医女の制度が王宮で始まったのは、まだ朝鮮王朝が始まったばかりの15世紀初頭のことである。儒教の影響が濃厚な時代であり、男女が生活の場で交わることさえも慎むべきとされていた。そんな風潮の中で、病に伏した女性が男性医師に身体を預けることは望ましくなかった。

そのような世情の中で大いに求められたのが、女性でありながら医術を身につけた存在である。こうして医女の誕生が必須となった。しかし、成り手がいなかった。

現代でいえば医師は尊敬される職業であり、名誉を伴う地位だが、当時の朝鮮王朝においてはまったく逆であった。医女を目指す女性は皆無であり、上流階級の娘たちはもとより、庶民の女性たちでさえその道を志す者はいなかった。

そのため、やむを得ず王朝は社会の最も底辺に位置する奴婢の中から、賢い女性を選び出した。彼女たちは漢方や鍼灸の知識を教え込まれ、陰ながら人々の命を守る役目を担うこととなった。

『ホジュン~伝説の心医~』
画像=MBC

史実とは違うドラマ的な演出

しかし、彼女たちの地位は哀しくも低いものであった。命を救うという尊い使命を果たすかたわら、宮中の宴席では「酌婦」となり、酔った男たちの戯れ言に耐えるという屈辱的な務めまで背負わされた。

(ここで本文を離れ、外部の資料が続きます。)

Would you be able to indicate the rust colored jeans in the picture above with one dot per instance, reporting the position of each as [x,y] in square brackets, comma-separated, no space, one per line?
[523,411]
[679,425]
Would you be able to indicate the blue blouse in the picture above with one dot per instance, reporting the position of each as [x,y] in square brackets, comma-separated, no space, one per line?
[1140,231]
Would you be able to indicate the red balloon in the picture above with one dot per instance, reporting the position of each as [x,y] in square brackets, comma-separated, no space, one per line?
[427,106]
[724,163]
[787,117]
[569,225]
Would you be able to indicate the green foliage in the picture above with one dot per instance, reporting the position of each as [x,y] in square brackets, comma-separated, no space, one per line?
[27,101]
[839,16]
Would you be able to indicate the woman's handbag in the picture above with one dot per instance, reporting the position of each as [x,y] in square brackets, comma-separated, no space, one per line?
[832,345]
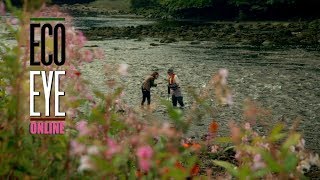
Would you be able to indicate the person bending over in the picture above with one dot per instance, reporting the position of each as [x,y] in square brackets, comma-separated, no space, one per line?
[146,86]
[174,89]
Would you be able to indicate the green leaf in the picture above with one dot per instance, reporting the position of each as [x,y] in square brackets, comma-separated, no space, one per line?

そうした哀愁を帯びた日々の中、やがて時代の風は少しずつ変わり始めた。16世紀に入ると、ようやく王朝はその不遇を正そうとし、医女を宴席に出すことを禁じる制度を設けた。これにより、医女たちは本来の職務である医療に専念できるようになった。

『ホジュン~伝説の心医~』が描いている時代は16世紀後半である。本来、医女は宴席に出る必要がなかったのだが、『ホジュン~伝説の心医~』ではそういう場面がたびたび出てくる。史実とは違うドラマ的な演出であったかもしれない。